[youtube] Improve cache and add an option to print the extracted signatures
authorPhilipp Hagemeister <phihag@phihag.de>
Sun, 22 Sep 2013 08:30:02 +0000 (10:30 +0200)
committerPhilipp Hagemeister <phihag@phihag.de>
Sun, 22 Sep 2013 08:30:02 +0000 (10:30 +0200)
youtube_dl/FileDownloader.py
youtube_dl/__init__.py
youtube_dl/extractor/youtube.py

index 1eb71a80e64d644f3d99a023ef259b89954ac93d..6047141345b74851d193bbcb898d340527b96438 100644 (file)
@@ -40,7 +40,7 @@ class FileDownloader(object):
     min_filesize:      Skip files smaller than this size
     max_filesize:      Skip files larger than this size
     cachedir:          Location of the cache files in the filesystem.
-                       False to disable filesystem cache.
+                       "NONE" to disable filesystem cache.
     """
 
     params = None
index 1ed30aae39ade326a2a0dd440d187fa482f35c1d..072f69f2e44918a37a552a7131a7c8916de17aa5 100644 (file)

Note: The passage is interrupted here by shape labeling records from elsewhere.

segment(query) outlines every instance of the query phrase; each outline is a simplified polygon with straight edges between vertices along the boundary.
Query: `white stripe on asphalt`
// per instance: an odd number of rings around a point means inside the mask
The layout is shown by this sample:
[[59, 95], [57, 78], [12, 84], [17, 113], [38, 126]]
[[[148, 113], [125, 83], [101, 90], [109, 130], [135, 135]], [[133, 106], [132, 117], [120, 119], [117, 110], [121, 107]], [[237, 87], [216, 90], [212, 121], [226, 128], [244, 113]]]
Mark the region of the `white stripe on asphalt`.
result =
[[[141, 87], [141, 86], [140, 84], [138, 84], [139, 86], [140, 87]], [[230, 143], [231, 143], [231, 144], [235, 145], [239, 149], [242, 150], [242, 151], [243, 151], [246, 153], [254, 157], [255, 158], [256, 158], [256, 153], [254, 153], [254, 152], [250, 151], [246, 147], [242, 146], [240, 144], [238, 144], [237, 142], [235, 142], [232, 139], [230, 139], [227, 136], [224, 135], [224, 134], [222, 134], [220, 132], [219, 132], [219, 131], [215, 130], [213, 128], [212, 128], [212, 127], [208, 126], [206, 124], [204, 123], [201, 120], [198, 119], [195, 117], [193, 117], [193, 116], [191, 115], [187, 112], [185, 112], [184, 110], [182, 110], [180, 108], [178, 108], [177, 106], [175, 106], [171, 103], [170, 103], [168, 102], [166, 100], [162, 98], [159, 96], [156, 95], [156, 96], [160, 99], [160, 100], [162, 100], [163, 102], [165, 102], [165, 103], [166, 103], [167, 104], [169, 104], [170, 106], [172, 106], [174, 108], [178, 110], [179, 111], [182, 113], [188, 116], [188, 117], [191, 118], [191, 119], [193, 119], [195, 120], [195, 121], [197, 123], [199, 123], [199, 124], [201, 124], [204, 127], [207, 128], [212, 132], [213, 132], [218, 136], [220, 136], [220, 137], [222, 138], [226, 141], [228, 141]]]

@@ -167,6 +167,7 @@ def parseOpts(overrideArguments=None):
             help='Output descriptions of all supported extractors', default=False)
     general.add_option('--proxy', dest='proxy', default=None, help='Use the specified HTTP/HTTPS proxy', metavar='URL')
     general.add_option('--no-check-certificate', action='store_true', dest='no_check_certificate', default=False, help='Suppress HTTPS certificate validation.')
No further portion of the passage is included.